For remote storage devices, I/O may fail due to network or transport
issues. If the final attempt fails, MD can record the affected range in
bad_blocks. This behavior does not appear to be tied to a specific
device model.

For local storage, some controllers may have limitations or corner cases
in their remapping mechanisms. In such cases, a sector that could
potentially be recovered may be marked as bad, leaving no opportunity
for a subsequent successful rewrite.

Re: [RFC v2 0/5] md/raid1: introduce a new sync action to repair badblocks

Posted by Zheng Qixing 2 days, 17 hours ago

在 2026/2/4 0:31, Christoph Hellwig 写道:

> On Tue, Feb 03, 2026 at 04:08:23PM +0800, Zheng Qixing wrote:
>> Hi,
>>
>> 在 2026/2/3 15:31, Christoph Hellwig 写道:
>>> Just curious, but what kind of devices do you see that have
>>> permanent bad blocks at a fixed location that are not fixed by
>>> rewriting the sector?
>> The bad_blocks entries record sectors where I/O failed, which
>> indicates that the device-internal remapping did not succeed
>> at that time.
>>
>> `rectify` does not assume a permanently bad or fixed LBA. Its
>> purpose is to trigger an additional rewrite, giving the underlying
>> device (e.g.
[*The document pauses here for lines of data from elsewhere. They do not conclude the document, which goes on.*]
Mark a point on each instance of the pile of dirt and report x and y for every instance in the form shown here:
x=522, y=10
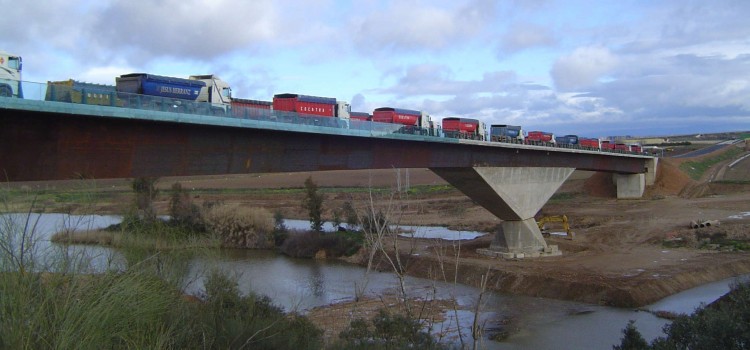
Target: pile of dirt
x=670, y=180
x=600, y=185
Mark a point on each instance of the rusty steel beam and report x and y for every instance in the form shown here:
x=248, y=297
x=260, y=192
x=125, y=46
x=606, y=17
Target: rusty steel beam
x=51, y=146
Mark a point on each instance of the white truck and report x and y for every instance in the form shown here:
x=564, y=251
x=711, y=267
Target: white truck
x=10, y=75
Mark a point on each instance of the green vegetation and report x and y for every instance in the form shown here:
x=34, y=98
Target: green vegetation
x=724, y=324
x=313, y=203
x=47, y=301
x=696, y=169
x=386, y=331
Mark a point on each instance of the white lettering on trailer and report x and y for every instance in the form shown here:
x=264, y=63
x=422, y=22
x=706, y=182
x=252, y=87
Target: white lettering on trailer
x=174, y=90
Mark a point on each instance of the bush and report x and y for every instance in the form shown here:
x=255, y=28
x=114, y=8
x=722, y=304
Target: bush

FTL or firmware) another opportunity to perform its
>> own remapping.
> Well, what devices do you see where writes fail, but rewrites
> fix them?

I understand your concerns, but I do not have a concrete example tied to a specific device model... The intent here is to provide an additional rewrite opportunity, which allows the write path to be exercised again and gives the underlying device or stack a chance to recover or remap the affected range. For remote storage devices, I/O may fail due to network or transport issues. If the final attempt fails, MD can record the affected range in bad_blocks. This behavior does not appear to be tied to a specific device model. For local storage, some controllers may have limitations or corner cases in their remapping mechanisms. In such cases, a sector that could potentially be recovered may be marked as bad, leaving no opportunity for a subsequent successful rewrite.